Connecting to a haystack server

Pyhaystack has support modules for various Project Haystack implementations, as well as an extensible framework for adding support for more implementations.

The core object in Pyhaystack is the pyhaystack.client.session.HaystackSession object, which manages the user credentials, implements caching and provides the interface through which you or your scripts interact. This is an abstract class, for which several sub-classes exist.

There are two ways to create a session instance:

The former works well for ad-hoc usage in terminal sessions such as Jupyter Notebook, ipython and the plain Python shell. The latter is recommended for scripts that instantiate a session from a configuration file.

Usage hints

Logging messages in Jupyter Notebook

For interactive users using the Jupyter Notebook, the Jupyter notebook configures its logs to only show messages with severity “warning” or higher.

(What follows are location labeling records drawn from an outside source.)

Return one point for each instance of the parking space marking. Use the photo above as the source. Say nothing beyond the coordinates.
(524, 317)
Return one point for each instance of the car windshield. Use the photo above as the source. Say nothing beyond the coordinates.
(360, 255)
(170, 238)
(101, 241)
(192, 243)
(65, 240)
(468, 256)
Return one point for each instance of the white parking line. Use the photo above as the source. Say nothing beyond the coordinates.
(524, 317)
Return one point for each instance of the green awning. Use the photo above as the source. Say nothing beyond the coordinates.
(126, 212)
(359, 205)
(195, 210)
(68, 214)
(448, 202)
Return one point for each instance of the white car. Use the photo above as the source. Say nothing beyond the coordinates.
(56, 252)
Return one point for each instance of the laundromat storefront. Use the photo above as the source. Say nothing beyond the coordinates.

To display logging messages at a lower level, run the following in your session:

import logging
logging.getLogger().setLevel(logging.INFO)      # or DEBUG

Then log messages will appear in your session.

On-Demand connection

Pyhaystack uses a feature called “lazy evaluation” to handle the actual log-in session, and so will remain dormant after the session instance is connected until a request is made.

If, when making a request, pyhaystack detects that it has been disconnected, it will attempt to re-connect automatically.

Loading from a file

The connect approach lends itself well to storing the connection details in a plaintext file using either JSON or YAML format. e.g. given the file my-haystack-server.json:

{
    "implementation": "skyspark",
    "uri": "http://ip:port",
    "username": "user",
    "password": "password",
    "project": "my_project",
    "pint": true
}

This can be instantiated like this:

import json
import pyhaystack
session = pyhaystack.connect(
    **json.load(
        open("my-haystack-server.json","r")
    )
)

(Similarly for YAML, import yaml and use yaml.safe_load.)

Base session options

pyhaystack.client.session.HaystackSession has the following base arguments. All subclasses should pass these values though as keyword arguments, so all should be usable.

  • uri: This is the base URI used to access the Project Haystack server.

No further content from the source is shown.